Increasing income for working women and their families
- More than 100 million people in the United States live on or over the brink of poverty—and nearly 70 percent of this group are women and the children who depend on them.
- Minnesota is a national leader in women’s workforce participation. While the number of working mothers has declined nationally in recent years, in Minnesota it has only increased. Workforce participation of mothers with children under six has increased the most – now at 79%.
- With increasing numbers of women breadwinners, the double disadvantage of lower wages across almost all occupations and lower wages in female dominated professions affects our families and communities. Not only are female-dominated occupations compensated at lower levels overall, women in these occupations generally earn less than comparable to men in the same occupation.
- Among hourly workers in Minnesota, young workers and women are more likely than others to be paid the minimum wage or less. Because of this and the fact that they made up 53% of all hourly workers, women accounted for 60% of all hourly workers at or below the minimum.

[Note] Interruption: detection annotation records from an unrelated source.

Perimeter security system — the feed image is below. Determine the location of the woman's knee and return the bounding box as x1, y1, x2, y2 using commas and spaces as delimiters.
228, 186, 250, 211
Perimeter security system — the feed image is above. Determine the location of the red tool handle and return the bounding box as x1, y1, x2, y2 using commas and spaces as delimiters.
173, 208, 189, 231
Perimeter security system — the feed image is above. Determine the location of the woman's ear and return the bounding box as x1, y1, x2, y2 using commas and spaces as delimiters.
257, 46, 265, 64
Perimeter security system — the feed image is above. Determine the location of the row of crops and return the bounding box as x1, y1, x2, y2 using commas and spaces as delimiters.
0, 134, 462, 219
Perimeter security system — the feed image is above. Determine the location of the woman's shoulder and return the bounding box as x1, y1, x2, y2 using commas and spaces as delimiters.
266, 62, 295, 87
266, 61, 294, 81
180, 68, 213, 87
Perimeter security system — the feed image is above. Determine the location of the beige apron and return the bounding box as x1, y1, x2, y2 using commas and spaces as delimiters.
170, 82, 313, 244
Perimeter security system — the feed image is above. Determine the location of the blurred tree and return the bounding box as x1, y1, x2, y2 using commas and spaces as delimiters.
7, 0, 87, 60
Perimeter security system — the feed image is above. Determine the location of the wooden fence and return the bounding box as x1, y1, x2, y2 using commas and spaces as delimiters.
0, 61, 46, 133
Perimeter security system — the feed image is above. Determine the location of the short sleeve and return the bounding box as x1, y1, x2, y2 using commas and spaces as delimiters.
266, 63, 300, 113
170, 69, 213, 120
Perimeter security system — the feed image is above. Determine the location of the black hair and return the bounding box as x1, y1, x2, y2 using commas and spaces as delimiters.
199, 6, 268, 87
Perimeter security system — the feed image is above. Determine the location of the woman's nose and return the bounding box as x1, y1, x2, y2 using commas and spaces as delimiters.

- In Minnesota, nonmetropolitan areas showed more of a gender difference than did metropolitan areas with regard to minimum-wage status. For nonmetropolitan areas, the proportions of hourly workers at or below the minimum were 7.9 for women and 4.7 percent for men; for metropolitan areas, they were 5.1 and 4.3 percent respectively.
- Raising the minimum wage to $9.50 an hour would mean better wages for 357,000 Minnesota workers. About 77% of workers who would see a wage increase are age 20 or older, and 33% are married or are parents. Some 137,000 children would benefit from increased parental income. About 202,100 workers who would see a raise are women.
- Nationally, more than 3 quarters of the workers in the 10 largest low wage occupations are women and over one-third are women of color. These occupations include hand packers and packagers, food prep workers, food preparers and servers, waiters and waitresses, cashiers, personal care aides, maids and housekeepers, childcare workers. Women represent 77% of the workforce in these jobs combined. Tipped workers are overwhelmingly women—62% of all tipped workers and 72% of food servers.
- Women have gained jobs in the recovery but 60% are in the largest low-wage jobs, paying less than $10.10 per hour. In contrast, these low-wage occupations accounted for only 20% of men’s employment growth.